The Queen ate at The Stafford hotel, so we booked a table in her honour
St James’ Street near Green Park Tube is heaving with tourists, but turn onto Little St James’ Place toward The Stafford hotel and you enter a private enclave where the racket of the capital’s buses, taxis and tourists cannot be heard.
Here you’re in St James proper, amongst the type of discreet private roads no-one would ever venture down unless they knew. “It’s round one corner, and then another,” my waiter says, making hand movements to show how complicated the route to The Stafford hotel is for first-timers.
The Queen rarely went out in public, but when she did, it’s no surprise that she dined at The Stafford.
But when you know, you know. The Queen rarely went out in public, but when she did, it’s no surprise that she dined at The Stafford. It’s a post-dinner amble of no longer than a few minutes and you’re at the Palace. (Who am I kidding thinking the Queen walked down dark roads at night?)

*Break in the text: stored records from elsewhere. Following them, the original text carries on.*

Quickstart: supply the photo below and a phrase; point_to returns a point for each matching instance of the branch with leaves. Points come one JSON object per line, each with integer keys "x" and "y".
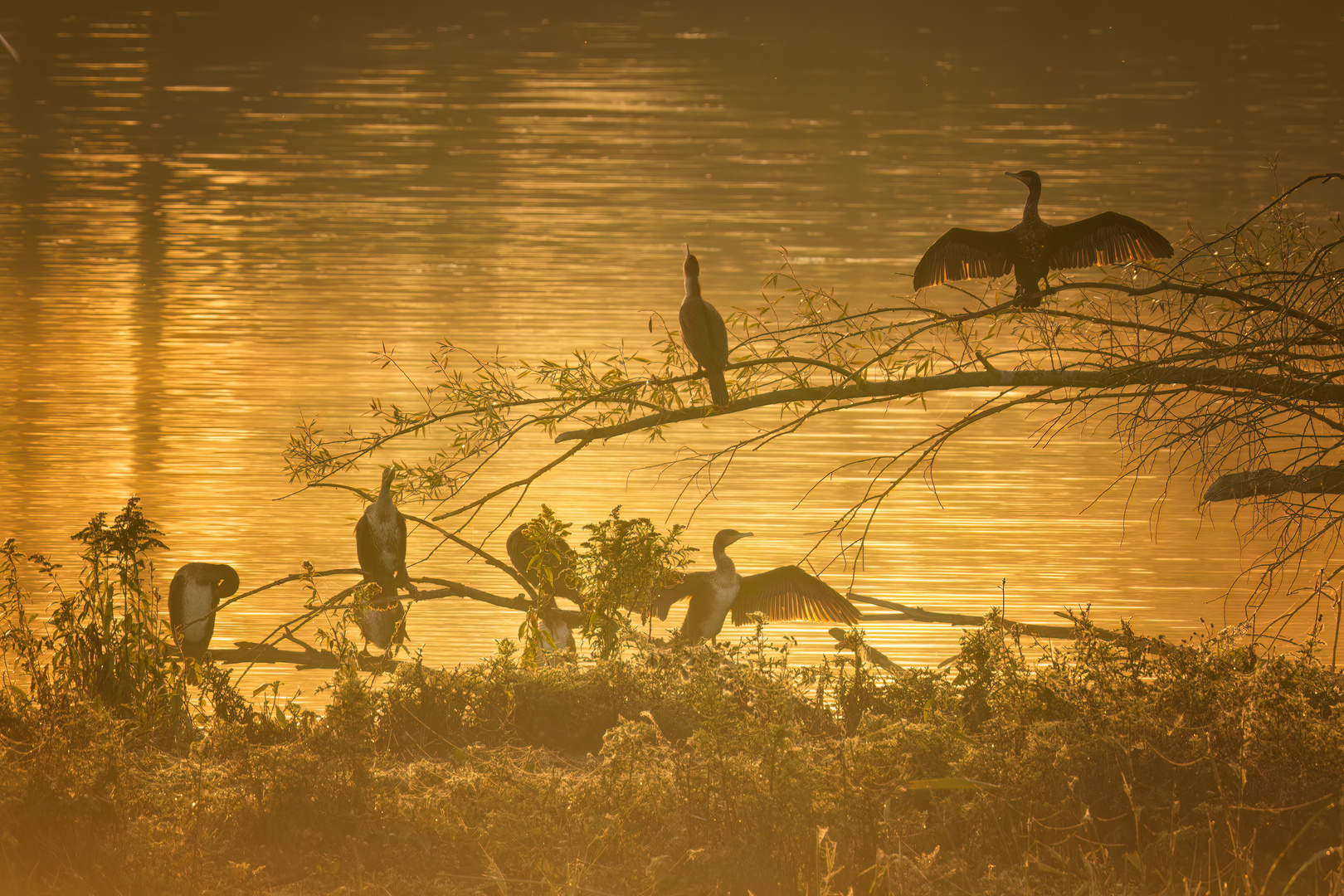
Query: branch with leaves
{"x": 1226, "y": 360}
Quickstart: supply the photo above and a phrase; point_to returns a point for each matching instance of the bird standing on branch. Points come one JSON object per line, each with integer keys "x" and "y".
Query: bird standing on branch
{"x": 704, "y": 332}
{"x": 192, "y": 597}
{"x": 784, "y": 592}
{"x": 1032, "y": 249}
{"x": 381, "y": 544}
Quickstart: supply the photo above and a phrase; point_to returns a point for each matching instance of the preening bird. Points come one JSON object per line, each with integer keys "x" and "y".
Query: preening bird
{"x": 192, "y": 597}
{"x": 1032, "y": 249}
{"x": 381, "y": 544}
{"x": 704, "y": 332}
{"x": 784, "y": 592}
{"x": 522, "y": 553}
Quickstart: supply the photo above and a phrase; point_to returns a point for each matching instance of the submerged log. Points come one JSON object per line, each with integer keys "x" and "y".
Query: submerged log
{"x": 251, "y": 652}
{"x": 1248, "y": 484}
{"x": 905, "y": 613}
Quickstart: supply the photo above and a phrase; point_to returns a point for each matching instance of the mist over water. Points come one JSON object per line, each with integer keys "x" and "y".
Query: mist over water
{"x": 212, "y": 222}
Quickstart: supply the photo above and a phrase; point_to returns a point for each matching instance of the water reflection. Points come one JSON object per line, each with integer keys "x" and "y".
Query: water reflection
{"x": 208, "y": 226}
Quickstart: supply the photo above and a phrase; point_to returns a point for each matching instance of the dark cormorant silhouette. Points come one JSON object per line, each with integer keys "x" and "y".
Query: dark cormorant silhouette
{"x": 520, "y": 553}
{"x": 192, "y": 598}
{"x": 1034, "y": 247}
{"x": 381, "y": 543}
{"x": 785, "y": 592}
{"x": 704, "y": 332}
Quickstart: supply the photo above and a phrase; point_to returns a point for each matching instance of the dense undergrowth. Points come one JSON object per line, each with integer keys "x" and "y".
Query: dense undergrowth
{"x": 663, "y": 768}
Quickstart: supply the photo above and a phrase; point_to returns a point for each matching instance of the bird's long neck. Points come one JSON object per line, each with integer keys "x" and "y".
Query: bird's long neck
{"x": 1030, "y": 212}
{"x": 693, "y": 285}
{"x": 722, "y": 562}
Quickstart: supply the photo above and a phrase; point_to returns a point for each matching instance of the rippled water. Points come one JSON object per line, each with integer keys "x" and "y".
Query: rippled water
{"x": 212, "y": 221}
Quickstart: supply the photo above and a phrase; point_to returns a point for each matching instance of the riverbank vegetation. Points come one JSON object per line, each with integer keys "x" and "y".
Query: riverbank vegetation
{"x": 1205, "y": 767}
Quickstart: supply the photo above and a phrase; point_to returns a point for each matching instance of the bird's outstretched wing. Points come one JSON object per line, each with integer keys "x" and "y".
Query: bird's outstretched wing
{"x": 964, "y": 254}
{"x": 689, "y": 586}
{"x": 788, "y": 592}
{"x": 1108, "y": 238}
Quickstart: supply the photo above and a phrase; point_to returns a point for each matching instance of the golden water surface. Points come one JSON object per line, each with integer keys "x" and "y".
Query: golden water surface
{"x": 212, "y": 222}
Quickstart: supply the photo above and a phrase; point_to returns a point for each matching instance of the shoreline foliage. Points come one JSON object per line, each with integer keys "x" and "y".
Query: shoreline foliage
{"x": 660, "y": 767}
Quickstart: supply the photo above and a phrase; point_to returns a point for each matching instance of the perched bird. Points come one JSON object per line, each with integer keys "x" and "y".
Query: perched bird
{"x": 381, "y": 543}
{"x": 704, "y": 332}
{"x": 381, "y": 626}
{"x": 192, "y": 598}
{"x": 1034, "y": 247}
{"x": 785, "y": 592}
{"x": 522, "y": 553}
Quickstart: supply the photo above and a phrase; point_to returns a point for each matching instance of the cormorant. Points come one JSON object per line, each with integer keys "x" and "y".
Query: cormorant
{"x": 192, "y": 597}
{"x": 1034, "y": 247}
{"x": 520, "y": 553}
{"x": 785, "y": 592}
{"x": 381, "y": 544}
{"x": 704, "y": 332}
{"x": 383, "y": 625}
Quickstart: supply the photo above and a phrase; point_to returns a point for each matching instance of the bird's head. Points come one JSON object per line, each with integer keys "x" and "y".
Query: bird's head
{"x": 728, "y": 536}
{"x": 691, "y": 268}
{"x": 1029, "y": 178}
{"x": 226, "y": 581}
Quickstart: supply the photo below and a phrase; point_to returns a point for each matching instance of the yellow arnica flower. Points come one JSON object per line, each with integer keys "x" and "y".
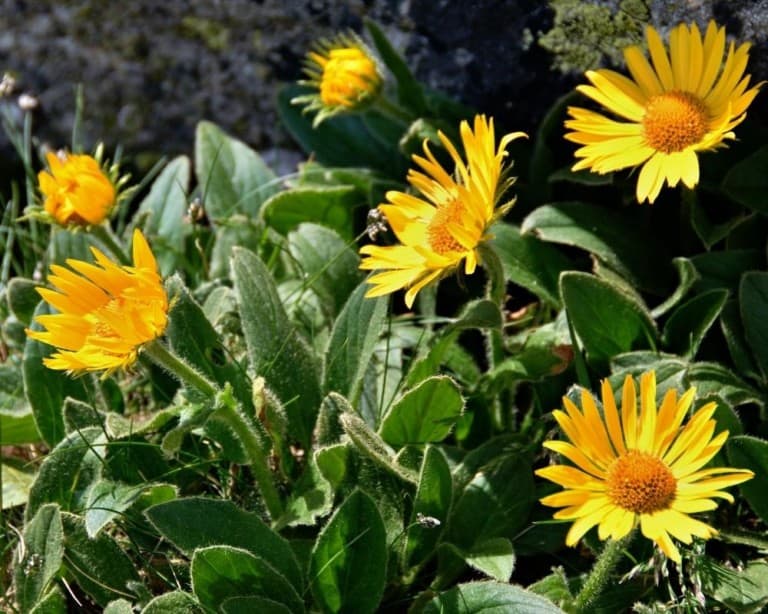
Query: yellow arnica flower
{"x": 448, "y": 223}
{"x": 685, "y": 102}
{"x": 639, "y": 466}
{"x": 106, "y": 311}
{"x": 76, "y": 190}
{"x": 345, "y": 75}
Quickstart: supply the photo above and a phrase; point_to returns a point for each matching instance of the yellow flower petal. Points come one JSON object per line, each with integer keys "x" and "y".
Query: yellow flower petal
{"x": 106, "y": 312}
{"x": 653, "y": 476}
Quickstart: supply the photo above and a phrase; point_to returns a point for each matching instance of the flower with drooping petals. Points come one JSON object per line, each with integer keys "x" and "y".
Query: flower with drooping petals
{"x": 687, "y": 101}
{"x": 75, "y": 189}
{"x": 446, "y": 225}
{"x": 639, "y": 467}
{"x": 106, "y": 311}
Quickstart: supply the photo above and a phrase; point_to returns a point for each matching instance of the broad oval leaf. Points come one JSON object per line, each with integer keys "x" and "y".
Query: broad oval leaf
{"x": 607, "y": 320}
{"x": 68, "y": 472}
{"x": 222, "y": 572}
{"x": 100, "y": 566}
{"x": 196, "y": 522}
{"x": 425, "y": 414}
{"x": 611, "y": 235}
{"x": 352, "y": 342}
{"x": 46, "y": 389}
{"x": 165, "y": 207}
{"x": 489, "y": 598}
{"x": 431, "y": 506}
{"x": 745, "y": 452}
{"x": 43, "y": 554}
{"x": 233, "y": 178}
{"x": 349, "y": 560}
{"x": 330, "y": 206}
{"x": 686, "y": 327}
{"x": 529, "y": 262}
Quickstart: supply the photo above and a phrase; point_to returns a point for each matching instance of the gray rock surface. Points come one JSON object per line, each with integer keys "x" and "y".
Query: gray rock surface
{"x": 151, "y": 70}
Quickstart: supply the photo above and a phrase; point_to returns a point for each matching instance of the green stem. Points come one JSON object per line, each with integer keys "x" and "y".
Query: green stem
{"x": 226, "y": 413}
{"x": 104, "y": 235}
{"x": 601, "y": 573}
{"x": 258, "y": 462}
{"x": 160, "y": 355}
{"x": 495, "y": 291}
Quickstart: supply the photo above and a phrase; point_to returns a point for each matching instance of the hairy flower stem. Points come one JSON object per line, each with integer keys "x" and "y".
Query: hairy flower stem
{"x": 600, "y": 574}
{"x": 226, "y": 413}
{"x": 106, "y": 237}
{"x": 179, "y": 369}
{"x": 258, "y": 462}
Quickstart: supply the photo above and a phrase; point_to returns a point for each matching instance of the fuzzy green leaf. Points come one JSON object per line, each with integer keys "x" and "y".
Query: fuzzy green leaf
{"x": 330, "y": 206}
{"x": 425, "y": 414}
{"x": 746, "y": 452}
{"x": 221, "y": 572}
{"x": 232, "y": 177}
{"x": 611, "y": 235}
{"x": 686, "y": 327}
{"x": 44, "y": 553}
{"x": 529, "y": 262}
{"x": 607, "y": 320}
{"x": 68, "y": 472}
{"x": 431, "y": 503}
{"x": 489, "y": 598}
{"x": 504, "y": 490}
{"x": 747, "y": 181}
{"x": 275, "y": 350}
{"x": 100, "y": 566}
{"x": 349, "y": 560}
{"x": 195, "y": 522}
{"x": 753, "y": 297}
{"x": 165, "y": 207}
{"x": 409, "y": 90}
{"x": 352, "y": 342}
{"x": 327, "y": 262}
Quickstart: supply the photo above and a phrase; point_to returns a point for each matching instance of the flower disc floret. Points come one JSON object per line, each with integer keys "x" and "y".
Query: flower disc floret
{"x": 447, "y": 222}
{"x": 638, "y": 466}
{"x": 685, "y": 100}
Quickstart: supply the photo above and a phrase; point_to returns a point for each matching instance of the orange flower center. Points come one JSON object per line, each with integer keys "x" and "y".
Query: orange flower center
{"x": 674, "y": 121}
{"x": 441, "y": 241}
{"x": 100, "y": 327}
{"x": 640, "y": 483}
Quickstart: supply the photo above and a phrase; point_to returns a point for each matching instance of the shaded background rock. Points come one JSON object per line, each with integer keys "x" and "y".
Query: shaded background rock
{"x": 152, "y": 70}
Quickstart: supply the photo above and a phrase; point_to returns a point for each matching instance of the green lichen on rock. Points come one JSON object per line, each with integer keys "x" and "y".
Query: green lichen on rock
{"x": 586, "y": 35}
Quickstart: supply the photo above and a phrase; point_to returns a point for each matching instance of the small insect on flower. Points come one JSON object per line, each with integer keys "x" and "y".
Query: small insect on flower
{"x": 687, "y": 102}
{"x": 106, "y": 312}
{"x": 76, "y": 190}
{"x": 639, "y": 467}
{"x": 448, "y": 223}
{"x": 344, "y": 74}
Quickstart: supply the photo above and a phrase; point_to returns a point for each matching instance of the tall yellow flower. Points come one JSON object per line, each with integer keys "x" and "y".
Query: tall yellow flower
{"x": 345, "y": 75}
{"x": 450, "y": 221}
{"x": 639, "y": 467}
{"x": 106, "y": 311}
{"x": 687, "y": 102}
{"x": 76, "y": 190}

Here, the Windsors clink glasses outside of their gilded cages without fear of being bothered. Immersed within the tight arrangement of narrow 17th century streets, The Stafford has probably London’s oldest wine cellar, dating to the same period.
The receptionist I spoke with told me the last time the Queen dined her, she booked the Duke of Argyll suite. It has windows backing onto the road, but when only two or three people per hour amble down here, she presumably felt safe behind the translucent curtains. On the wall there was a picture of what I think was a very proud-looking peacock, but other than that, the room was luxurious but plain. Her Majesty must have let the food do the talking.
Sitting down in the American Bar, a member of staff tells me he last saw Her Majesty here nine years ago, but other royals love the hotel too. Prince William – now the Prince of Wales – popped in with Mike and Zara Tindall for a martini this summer. He had it stirred, not shaken. “No security, they sat in the courtyard.”
The American Bar is all about cocktails. One of ours was served in a glass engulfed by a metal frame shaped like a galaxy and another was neon-lit in a glass holder shaped like a rocky mountain, which made my drink look like lava. Bars across London try to pull off this kind of thing and it mostly feels tacky, but here head mixologist Salvatore Megna sounds so genuine about his concoctions that I’m happy to sip from a spaceship-shaped glass. Don’t tell anyone.
From the menu, The Sonus was electric with mezcal and tequila and the Aurora was the best of the ‘so refined it doesn’t taste like alcohol’ cohort, which to be fair was the whole menu. (So refined that we had five each.) The food is pristine spins on American junk food. Did Her Maj love a chicken drumstick?
I certainly did, especially with light and painstakingly cooked batter with a gentle and consistent crunch and a clearly homemade buffalo sauce with pristine tang. Elsewhere for starters, we enjoyed short rib which was so slow cooked it felt as if the meat were clinging to the bones for dear life. For mains a lobster roll had bright and cheery chunks of lobster topped with dinky circles of caviar. We’re at The Stafford, so lobster topped with caviar goes as standard. The chicken parmigiana was splattered across the centre of the plate like a contemporary painting.
The American couple at the bar ordered a cocktail that came in a coupette glass with a foot-high stem. “I just want to go like this,” my dining partner said, doing a karate chop motion with her hands and looking at the precarious stem being carried on a tray.
Full of life and exquisite American food, we ambled the two minute walk to the Palace to walk past the floral tributes.
We bit our nails as the skinny, vulnerable thing journeyed dangerously across the room. We had a banana split while looking out to the heated outdoor area where Wills necked his martini. In a zipped up coat, he’d look like any other punter. Beaming stupidly, we looked like anything but, but full of life and exquisite American food, we ambled the two minute walk to the Palace to walk past the floral tributes.
It was 1am and there were still hundreds huddled to pay respects, which made us feel incredibly privileged. We had paid our liquid tribute to the Queen in private, just moments earlier, around the corner at her foodie hideaway.